Today, there are virtually no organizations or institutions that do not collect personal data. The only thing that distinguishes them is the purpose and type of information they process. In this article, we will summarize why medical data requires special protection and what healthcare companies must consider when storing personal data.
Why data protection is so important in healthcare
Medical data is subject to a high level of protection. They are classified by the legislator as special types of personal data. This is because medical data contain particularly sensitive information and are therefore more likely to be misused. Whether pharmaceutical companies, insurance companies, or hackers who want to blackmail health insurance companies or hospitals with the stolen data – if medical data falls into the wrong hands, the consequences are often serious. Frequently, those affected simply do not want information about their state of health to be passed on to third parties, after all this could cost them their good reputation or even a career opportunity.
Personal data in the medical field relates in particular to information on treatments, previous illnesses, and diagnostics of the patient. This information must be treated as strictly confidential and under no circumstances must it fall into the hands of unauthorized third parties.
This applies not only for data protection reasons. Personal data in the healthcare sector are also subject to medical confidentiality.
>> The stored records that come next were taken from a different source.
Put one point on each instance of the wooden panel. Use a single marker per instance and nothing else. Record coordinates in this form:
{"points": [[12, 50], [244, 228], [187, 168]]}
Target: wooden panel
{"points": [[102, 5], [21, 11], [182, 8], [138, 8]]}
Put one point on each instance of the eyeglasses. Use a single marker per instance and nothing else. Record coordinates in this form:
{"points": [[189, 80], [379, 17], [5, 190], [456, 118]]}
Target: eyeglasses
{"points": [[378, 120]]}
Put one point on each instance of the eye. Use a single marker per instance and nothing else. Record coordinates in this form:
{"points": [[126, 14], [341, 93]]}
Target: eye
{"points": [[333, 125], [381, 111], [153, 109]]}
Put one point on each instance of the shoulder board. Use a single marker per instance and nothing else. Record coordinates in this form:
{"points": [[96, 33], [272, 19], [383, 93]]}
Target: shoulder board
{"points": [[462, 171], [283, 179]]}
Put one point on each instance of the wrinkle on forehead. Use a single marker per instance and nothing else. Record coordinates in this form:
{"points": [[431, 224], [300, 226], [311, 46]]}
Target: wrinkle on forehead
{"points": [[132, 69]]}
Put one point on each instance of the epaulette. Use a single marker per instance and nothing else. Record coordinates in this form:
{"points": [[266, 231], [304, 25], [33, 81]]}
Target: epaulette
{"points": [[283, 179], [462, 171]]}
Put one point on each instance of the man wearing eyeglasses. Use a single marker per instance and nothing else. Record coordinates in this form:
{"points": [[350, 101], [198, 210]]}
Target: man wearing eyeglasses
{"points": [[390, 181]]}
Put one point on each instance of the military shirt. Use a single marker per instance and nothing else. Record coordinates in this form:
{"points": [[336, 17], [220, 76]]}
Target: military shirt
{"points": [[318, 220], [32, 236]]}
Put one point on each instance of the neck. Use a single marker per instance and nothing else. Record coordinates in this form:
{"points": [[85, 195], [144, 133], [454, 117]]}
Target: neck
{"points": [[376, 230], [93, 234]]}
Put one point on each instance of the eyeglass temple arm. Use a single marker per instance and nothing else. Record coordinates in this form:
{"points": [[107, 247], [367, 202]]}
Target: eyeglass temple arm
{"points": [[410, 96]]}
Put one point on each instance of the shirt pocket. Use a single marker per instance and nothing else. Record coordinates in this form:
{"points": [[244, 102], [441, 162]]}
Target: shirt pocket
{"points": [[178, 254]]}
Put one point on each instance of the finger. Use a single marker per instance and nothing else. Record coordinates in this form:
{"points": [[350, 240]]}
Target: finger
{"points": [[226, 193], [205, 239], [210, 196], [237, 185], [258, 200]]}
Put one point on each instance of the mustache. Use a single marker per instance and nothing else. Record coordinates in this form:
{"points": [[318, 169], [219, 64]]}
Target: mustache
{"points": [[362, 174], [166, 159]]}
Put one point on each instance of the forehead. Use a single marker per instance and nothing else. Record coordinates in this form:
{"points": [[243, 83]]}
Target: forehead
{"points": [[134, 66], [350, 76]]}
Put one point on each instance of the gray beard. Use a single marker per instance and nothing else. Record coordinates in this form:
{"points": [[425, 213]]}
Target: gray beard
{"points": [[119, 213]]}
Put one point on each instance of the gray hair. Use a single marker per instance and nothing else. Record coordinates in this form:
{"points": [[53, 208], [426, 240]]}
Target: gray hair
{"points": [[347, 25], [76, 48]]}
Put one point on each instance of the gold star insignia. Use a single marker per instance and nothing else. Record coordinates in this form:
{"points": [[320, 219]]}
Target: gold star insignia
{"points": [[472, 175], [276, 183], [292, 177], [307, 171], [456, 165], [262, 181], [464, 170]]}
Sensitive data may only be collected with the express consent of the patient. Only if this releases the treating or nursing staff from their duty of confidentiality may they pass on information about the patient's state of health to third parties.
Legal background for data protection in the healthcare sector
The storage and processing of medical data are subject to much stricter regulations than ordinary personal data. With the entry into force of the EU General Data Protection Regulation (GDPR) in May 2018, the requirements have increased again. The regulations of the GDPR apply to all types of personal data. In addition to patient data, this also includes information on employees, contractual partners, etc. The opening clauses of the GDPR also require compliance with other federal and state-specific laws. These include the IT Security Act, the E-Health Act, and the provisions of the Criminal Code and the Social Security Code.
Violating the ban on disclosing patient data has criminal consequences; this can be punished with a fine or imprisonment of up to one year according to §203 of the Criminal Code. Data protection should therefore be given special consideration in the healthcare sector.
Specificity of privacy data protection in medical institutions
Disclosure of medical confidentiality is prohibited even after the death of the patient. At the same time, clinics are required to store data on the health of each person who applied in the form of a medical card. The problem of information leakage can arise at each stage of the interaction of the personnel of a medical institution with the personal cards of patients.
The processing of patients` personal data consists of the following steps:
- collection and recording of information;
- systematization of the received data;
- storage of information in the database;
- clarification of details (if necessary);
- destruction of irrelevant information.
The use of modern information systems brings this process to a new level of convenience and protection. Today, three effective tools for the secure processing of personal data in hospitals are used:
- special applications with local or network storage;
- medical information systems operating within a specific medical center;
- cloud programs for collecting and storing information like virtual data rooms.